While DoorDash’s growth in the U.S. has been largely organic, the company has taken a different approach to entering the crowded Continental market. It’s leading a fundraising round in German grocery delivery startup Flink SE after talks with Gorillas Technologies GmbH fell through in August.

“DoorDash was late to the game expanding internationally,” said Tom White, an analyst at D.A. Davidson. “Then again, they entered the sector somewhat late in the U.S. too and their playbook proved successful, so never say never.”

Founded in 2014, Helsinki-based Wolt operates in 23 markets across Europe, 22 of of which will be new to DoorDash and expand its footprint to 700 million customers, Xu said. Wolt has focused on mid-tier markets, branching out from Helsinki to places like Stockholm and Tel Aviv. In 2020, the company entered Berlin and Tokyo. However, even with Wolt’s reach, DoorDash will still be absent from the U.K., where Uber launched in 2016.

“Wolt has a massive runway ahead and our partnership is setting the foundation for our international growth,” Xu said in an interview.

Wolt, which has 4,000 employees, raised more than $800 million from investors, including $530 million in January led by Iconiq Growth. PitchBook valued Wolt at $3.61 billion after the funding round. The company was preparing for a potential stock market listing next year. At the close of the acquisition, expected in the first half of 2022, Miki Kuusi, Wolt’s co-founder and CEO, will run DoorDash International, reporting to Xu.

Like DoorDash, Wolt has has expanded services beyond restaurant takeaway to delivering groceries and retail goods like pharmaceuticals. DoorDash has launched services across grocery, alcohol and pet supplies to capitalize on the shift in consumer behavior and hedge against a deceleration in pandemic-level growth. It’s bolstered partnerships with retailers like Bed Bath & Beyond Inc. and Ulta Beauty Inc. to provide same-day delivery for orders placed on their websites through its white-label product Drive.

“DoorDash and Wolt share a vision to build a global platform for local commerce that empowers the communities we operate in,” Xu said.

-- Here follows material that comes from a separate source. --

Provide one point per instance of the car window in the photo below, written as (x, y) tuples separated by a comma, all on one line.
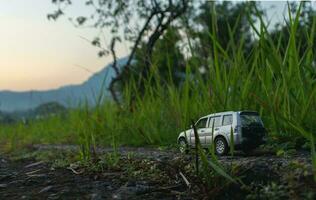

During the pandemic lockdowns, DoorDash quickly established itself as the dominant platform, commanding 57% of all food delivery sales in the U.S. as of September, according to Bloomberg Second Measure. Even as cities reopen and rising vaccination rates encourage people to return to in-person activities, customers’ craving for the convenience of ordering online hasn’t abated. DoorDash customers placed 347 million orders in the third quarter, a 47% increase from a year earlier, with the gross value of those orders at $10.4 billion.

Wolt, which has more than 2.5 million active users, has gross order volume of more than $2.5 billion on an annualized basis, according to an investor presentation.

While demand is clear, DoorDash and Uber have both been chasing profits. In third-quarter results released Tuesday, DoorDash showed its net loss widened to $101 million from a loss of $43 million a year earlier.

Uber reported its first-ever adjust profit in the third quarter, helped by Uber Eats, which boomed during the pandemic and helped offset a cratering of demand for ride-hailing. The company said last week that the delivery segment, which includes orders across restaurant, grocery and alcohol, has continued to grow despite indoor dining resuming, up 50% from a year ago to $12.8 billion in bookings.

DoorDash said the Wolt deal is expected to be accretive to gross order volume growth next year. It expects pro-forma combined adjusted earnings before interest, tax, depreciation and amortization to range from $0 to $500 million in 2022, the company said in a statement.